New York Mayor Will Outline Education Policies
Mayor Bill de Blasio is poised to unveil the next phase of his education agenda on Wednesday in a major speech that will tout his massive pre-kindergarten expansion as the foundation for a series of new policy initiatives aimed at improving standards and leveling the playing field for students in the nation's largest school system.
De Blasio, in an exclusive interview with The Associated Press on Tuesday, said he would outline a series of expansive new proposals meant to achieve three major goals: to have all children reading by third grade, to improve on-time graduation rates and to give all students a shot at attending college.
And while the mayor's primary audience will be the parents of the city's 1.1 million students, he'll also be using the speech to reiterate his case to the governor and lawmakers in Albany for more state education funding and a lengthy renewal of mayor control of the public school system.
"We've known for a long time we didn't have equity in our school system. We literally said for generations, `That's a good school, that's a bad school.' That's not acceptable," de Blasio told the AP at the Bronx Latin School, the planned site of his speech. "My goal is that every school and every child have what they need to succeed."
The mayor plans to hold up his administration's success in launching universal pre-K - there are now 65,000 4-year-olds in pre-K, more than the number of students in the entire Boston public school system - as evidence it's able to tackle sweeping changes to the sprawling school system.
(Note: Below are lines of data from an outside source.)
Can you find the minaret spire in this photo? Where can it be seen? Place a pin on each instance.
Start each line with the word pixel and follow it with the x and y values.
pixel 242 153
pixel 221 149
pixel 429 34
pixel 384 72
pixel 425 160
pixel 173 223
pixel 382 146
One new proposal also is aimed at the early formative years of students' lives to set them on track for later success. De Blasio, a Democrat serving his first term, will declare he wants all students to be reading at their grade level by the end of second grade. Currently, only 30 percent of city public school third-graders are proficient in reading, and experts have found reading level in the third grade is a strong predictor of reading proficiency in the eighth grade.
To bridge that gap, the city plans to hire reading specialists who'll focus on helping students become literate. Hiring for the specialists, which will eventually cost $75 million annually, will begin this spring for the most-needy elementary schools, and all will have one on staff by 2018.
The mayor also will announce, among other proposals, his intention to expand the number of high schools that offer Advanced Placement courses. The courses, which can yield college credit, are unavailable in 120 public high schools and are available to only 44 percent of black and Hispanic students as opposed to 66 percent of their white and Asian peers.
"(Improving that standard) is necessary in terms of fairness for our kids but also better for the future of our city," said de Blasio, who'll speak Wednesday under a banner that reads "Equity and Excellence."
The first new courses will be added this fall, with a full implementation by fall 2021 and a cost that year expected to be $52 million.
David Coleman, president of the College Board, which designs the AP and SAT exams, said AP for All "will improve access to college-level courses and exams across every neighborhood, making a real difference for the future of the city."
But the proposals were not well received by all education advocates.
"This is lipstick on a pig," said Mona Davids, president of the New York City Parents Union. "These ideas all sound good, but they are not going to get at what really needs to get done to fix this system, and that is to systematically retrain our teachers to do their jobs effectively."
The speech will largely avoid new policy regarding charter schools but will call for greater cooperation, particularly in sharing best practices, between charters and other public schools. A debate over charter schools' rate of growth became a flashpoint for the mayor last year.
The mayor also will announce a new partnership with the private sector to bring more computer science and other technology programs to low-income schools.